Additionally, measuring income after housing costs removes the influence of housing benefits from the figures. When rents increase and housing benefits rise to offset them, this is counted as an income rise. If housing costs aren't taken into account then this can be somewhat misleading.

It should be pointed out that applying this approach to only one part of spending is a little inconsistent. Although housing takes up a large part of most people's budgets, other important costs are not afforded the same treatment. Increased spending on food could reflect purchasing more (or better quality) food, or it could just represent increasing prices. Similarly, pensioners and young people might differ in their spending on fuel for commuting and heating, and prices for goods and services other than housing also vary across the country.

What's happening to poverty?

Looking at the number of individuals in poverty can be misleading. As the number of households in the economy grows, all else being equal it's likely that the number of individuals below the poverty line will also tend to grow. Looking at the proportion of the population below the poverty line gives a more accurate idea of how poverty is changing over time.

In all of these cases, it's worth noting that poverty has fallen substantially over the longer term.

Absolute poverty has fallen slightly over the last ten years.

The proportion of individuals in relative poverty has been broadly stable over the last decade.


Pensioners are less likely to be in relative or absolute low income after housing costs than the general population.

The proportion of pensioners in various forms of poverty has fallen significantly over the long run, but the trend flattened out towards the middle of the last decade.


Children are more likely to be living in both absolute and relative poverty than the general population, whether before or after housing costs.

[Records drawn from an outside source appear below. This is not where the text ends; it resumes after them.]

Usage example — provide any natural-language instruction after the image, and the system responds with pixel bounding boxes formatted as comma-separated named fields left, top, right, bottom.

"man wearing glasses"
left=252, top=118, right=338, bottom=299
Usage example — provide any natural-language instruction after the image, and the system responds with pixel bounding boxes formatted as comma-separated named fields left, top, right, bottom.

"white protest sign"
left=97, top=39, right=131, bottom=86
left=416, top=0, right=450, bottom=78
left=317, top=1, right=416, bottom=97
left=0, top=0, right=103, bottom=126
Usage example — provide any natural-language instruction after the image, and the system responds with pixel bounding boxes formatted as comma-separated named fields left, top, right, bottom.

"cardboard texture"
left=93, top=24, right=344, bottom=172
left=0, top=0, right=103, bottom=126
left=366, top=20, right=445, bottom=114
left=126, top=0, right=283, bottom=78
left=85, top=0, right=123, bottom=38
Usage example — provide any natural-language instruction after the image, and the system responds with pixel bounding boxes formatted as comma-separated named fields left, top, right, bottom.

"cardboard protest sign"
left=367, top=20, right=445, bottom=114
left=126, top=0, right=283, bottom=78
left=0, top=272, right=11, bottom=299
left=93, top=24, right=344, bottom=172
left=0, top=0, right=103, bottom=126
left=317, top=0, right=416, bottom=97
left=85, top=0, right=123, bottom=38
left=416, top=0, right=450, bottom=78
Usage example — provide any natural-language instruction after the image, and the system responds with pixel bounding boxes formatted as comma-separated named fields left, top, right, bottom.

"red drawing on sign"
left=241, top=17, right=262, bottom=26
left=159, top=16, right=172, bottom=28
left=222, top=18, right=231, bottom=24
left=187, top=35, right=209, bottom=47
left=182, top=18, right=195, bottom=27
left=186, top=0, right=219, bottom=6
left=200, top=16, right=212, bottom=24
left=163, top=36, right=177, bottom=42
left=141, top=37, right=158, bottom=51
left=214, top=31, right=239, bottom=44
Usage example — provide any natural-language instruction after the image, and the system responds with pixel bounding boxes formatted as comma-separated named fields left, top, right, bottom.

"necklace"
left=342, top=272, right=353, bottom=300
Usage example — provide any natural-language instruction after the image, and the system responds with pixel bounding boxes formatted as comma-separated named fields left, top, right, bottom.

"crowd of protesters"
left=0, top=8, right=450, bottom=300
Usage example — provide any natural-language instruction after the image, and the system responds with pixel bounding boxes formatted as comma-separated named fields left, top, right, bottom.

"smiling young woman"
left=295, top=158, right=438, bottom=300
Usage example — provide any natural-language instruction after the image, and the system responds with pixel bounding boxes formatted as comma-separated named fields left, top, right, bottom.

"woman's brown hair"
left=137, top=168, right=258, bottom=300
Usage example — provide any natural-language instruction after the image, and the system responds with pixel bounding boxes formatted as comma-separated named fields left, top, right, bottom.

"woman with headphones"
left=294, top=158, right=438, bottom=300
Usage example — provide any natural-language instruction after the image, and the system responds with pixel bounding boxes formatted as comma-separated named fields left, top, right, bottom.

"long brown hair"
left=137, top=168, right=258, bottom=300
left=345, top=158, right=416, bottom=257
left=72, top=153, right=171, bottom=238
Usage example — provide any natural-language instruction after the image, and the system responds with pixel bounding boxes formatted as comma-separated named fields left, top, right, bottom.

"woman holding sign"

The proportion of children in relative poverty (before and after housing costs) has changed little since 2010 but is lower than a decade ag. The apparent increase in 2014/15 is not significant.

Who do the figures miss? 

A less pleasing aspect of these figures is their exclusion of the very poorest. The households income survey used to create these figures is, as the name suggests, a survey of private households.

Homeless people sleeping rough or living in bed and breakfast accommodation are excluded from the figures. Other people are missed out too: people living in institutions like nursing homes or halls of residence are excluded.

How badly off are these people?

It's difficult to tell. As we've said, although it's common to refer to these figures as measuring poverty they measure income. And a low current income does not necessarily mean a low standard of living.

People can sustain higher living standards than income alone would indicate by running down their savings. Data on household income and spending shows that the bottom 10% of the income distribution spend in a way that suggests that they might not be in the bottom 10% of living standards.

This makes sense; people who spend time unemployed while they move between jobs (or for other reasons are not currently working) might smooth their consumption by spending their savings.

Peoples incomes also change over time. Someone with a relatively low income today might reasonably expect to have a higher income in the future and borrow accordingly. Looking at the number of people in poverty without examining how long people spend in poverty can be misleading.